Invest in Individual Stock or Mutual Fund?

Many people just assume that mutual funds are the best way to save, but like most "conventional wisdom," it's often wrong.

Conventional wisdom will tell you to put your money in a mutual fund. Well, conventional wisdom does not apply in the stock market. Today, there are more mutual funds with various schemes than there are stocks to buy from the stock indices. A mutual fund can be your worst investment decision.

There is an enormous amount of money being put into mutual funds every year. These so-called "safe" investments have been consistently under performing the markets over the years.

That's right, when the market goes up 40%, your mutual fund probably returned 25%. What happens when the market goes down? And believe us, it does go down! If the market is down 20%, your fund will probably be down 30% and you lose both ways.

If there are almost more mutual funds than there are stocks, then how do you pick a mutual fund?

Do you need a mutual fund that helps you pick a mutual fund? Sounds silly, doesn't it? Guess what, they already exist. There are mutual funds that take your money and pick different mutual funds to invest in.

With all the free information available today, you're better off picking the stocks yourself. You would save yourself a lot of money.

You can dramatically reduce your investment expenses by cautiously selecting your individual stocks, and minimizing the number of your trades. The average mutual fund has fees and expenses of over 1.00% per year for the privilege of underperforming the market. Between 85% and 95% of mutual fund managers underperform the indices, depending on who's doing the counting.

One of the big advantages of mutual funds is diversification. Your mutual fund manager pools your money with thousands of other people and builds a portfolio containing hundreds of securities representing companies in dozens of industries.

Unfortunately, too much diversification isn't good for you. You don't need to hold hundreds of securities to be properly diversified. Increasing the number of securities held does reduce your risk, but the reduction becomes negligible once the portfolio reaches 20 or 25 securities, spread across several industries.

If you need only 25 securities to be completely diversified, why is your fund manager holding 200 securities in your mutual fund?

He can't buy enough stock in the companies he likes, so he has to add second and third rate issues to remain fully invested. Even if your mutual fund manager is a bona fide genius, it's unlikely he has more than 5 or 6 good investment ideas a year. You want your mutual fund manager's best ideas, not the 200 mediocre ones.
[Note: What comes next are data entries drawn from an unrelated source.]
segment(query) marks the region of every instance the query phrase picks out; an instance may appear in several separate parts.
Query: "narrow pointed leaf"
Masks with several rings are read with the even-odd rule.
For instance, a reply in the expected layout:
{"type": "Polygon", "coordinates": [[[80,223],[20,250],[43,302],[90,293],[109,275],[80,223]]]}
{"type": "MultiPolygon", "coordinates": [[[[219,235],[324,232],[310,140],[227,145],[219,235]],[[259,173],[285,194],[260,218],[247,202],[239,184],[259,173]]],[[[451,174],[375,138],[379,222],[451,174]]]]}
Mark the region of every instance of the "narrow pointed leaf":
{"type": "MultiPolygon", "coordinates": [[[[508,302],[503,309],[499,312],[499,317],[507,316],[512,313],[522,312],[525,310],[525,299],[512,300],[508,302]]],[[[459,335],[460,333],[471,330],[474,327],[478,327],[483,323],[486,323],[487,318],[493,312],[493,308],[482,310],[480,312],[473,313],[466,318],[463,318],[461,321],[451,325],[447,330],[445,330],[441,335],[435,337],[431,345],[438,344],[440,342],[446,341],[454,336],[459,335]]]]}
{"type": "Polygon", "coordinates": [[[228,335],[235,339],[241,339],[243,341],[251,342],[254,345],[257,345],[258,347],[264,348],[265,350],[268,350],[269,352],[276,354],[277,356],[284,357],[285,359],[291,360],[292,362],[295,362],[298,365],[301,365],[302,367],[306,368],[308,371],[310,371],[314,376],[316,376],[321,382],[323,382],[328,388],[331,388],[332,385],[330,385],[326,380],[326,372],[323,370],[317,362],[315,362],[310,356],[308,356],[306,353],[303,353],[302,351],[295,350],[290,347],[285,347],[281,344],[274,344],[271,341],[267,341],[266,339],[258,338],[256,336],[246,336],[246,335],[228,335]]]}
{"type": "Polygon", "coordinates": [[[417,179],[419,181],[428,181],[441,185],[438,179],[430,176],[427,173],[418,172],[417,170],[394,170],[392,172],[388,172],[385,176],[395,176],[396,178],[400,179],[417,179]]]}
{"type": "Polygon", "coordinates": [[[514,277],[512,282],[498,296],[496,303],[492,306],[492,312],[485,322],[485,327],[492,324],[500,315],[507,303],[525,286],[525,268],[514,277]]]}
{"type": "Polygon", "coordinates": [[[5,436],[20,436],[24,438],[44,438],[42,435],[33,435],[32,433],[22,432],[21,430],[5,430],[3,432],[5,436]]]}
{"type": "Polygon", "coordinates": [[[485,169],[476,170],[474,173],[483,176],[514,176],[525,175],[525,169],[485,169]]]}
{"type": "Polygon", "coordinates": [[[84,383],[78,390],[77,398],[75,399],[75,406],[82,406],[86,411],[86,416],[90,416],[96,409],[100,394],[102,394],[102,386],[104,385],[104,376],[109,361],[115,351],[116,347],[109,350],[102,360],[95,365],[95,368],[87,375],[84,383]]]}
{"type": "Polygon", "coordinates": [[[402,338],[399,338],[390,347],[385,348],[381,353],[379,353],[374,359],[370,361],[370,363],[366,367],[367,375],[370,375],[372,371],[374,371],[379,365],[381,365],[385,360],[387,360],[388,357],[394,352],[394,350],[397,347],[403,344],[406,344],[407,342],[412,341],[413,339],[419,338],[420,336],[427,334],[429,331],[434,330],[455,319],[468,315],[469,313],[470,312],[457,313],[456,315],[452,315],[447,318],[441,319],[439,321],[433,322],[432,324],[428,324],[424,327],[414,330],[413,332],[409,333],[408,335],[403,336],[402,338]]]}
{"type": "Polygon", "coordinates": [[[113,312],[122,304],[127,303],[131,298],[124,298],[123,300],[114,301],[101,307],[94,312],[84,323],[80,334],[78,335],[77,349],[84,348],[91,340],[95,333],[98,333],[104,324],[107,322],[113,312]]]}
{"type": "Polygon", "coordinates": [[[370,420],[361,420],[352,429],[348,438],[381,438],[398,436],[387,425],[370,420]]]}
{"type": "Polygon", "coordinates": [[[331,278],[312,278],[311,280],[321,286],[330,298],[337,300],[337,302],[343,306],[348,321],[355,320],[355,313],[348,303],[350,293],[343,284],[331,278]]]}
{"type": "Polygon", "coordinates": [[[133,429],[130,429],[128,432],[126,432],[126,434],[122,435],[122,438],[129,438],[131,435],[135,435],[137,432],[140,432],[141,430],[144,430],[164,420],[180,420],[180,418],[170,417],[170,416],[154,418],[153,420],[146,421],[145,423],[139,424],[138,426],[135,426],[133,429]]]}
Once a mutual fund gets too large, the manager has to buy large capitalization stocks for liquidity. Also there are restrictions on how much of any one stock they can hold.

So, how do you decide what stocks to buy?

People have many different ways to pick stocks. Some people will only look at companies which have good earnings and sound fundamentals.

Others will look at the core of the business and determine if the products or services offered is better than it's competitors or they might only look at the charts of stocks and try to determine if the stock is going higher or lower.

Many might even not look at anything and just get in and get out of stocks in matter of seconds.

Do you think that you don't have time to become an amateur securities analyst?

In such a case stock picking answer is really simple:

Just listen to equity analysts and evaluate their stock research and investment ideas in terms of company background, past performance, management views, dividend payments & risk involvement. Check your risk factor and accordingly break up your stock investments by investing in Small, Mid & Large cap stocks.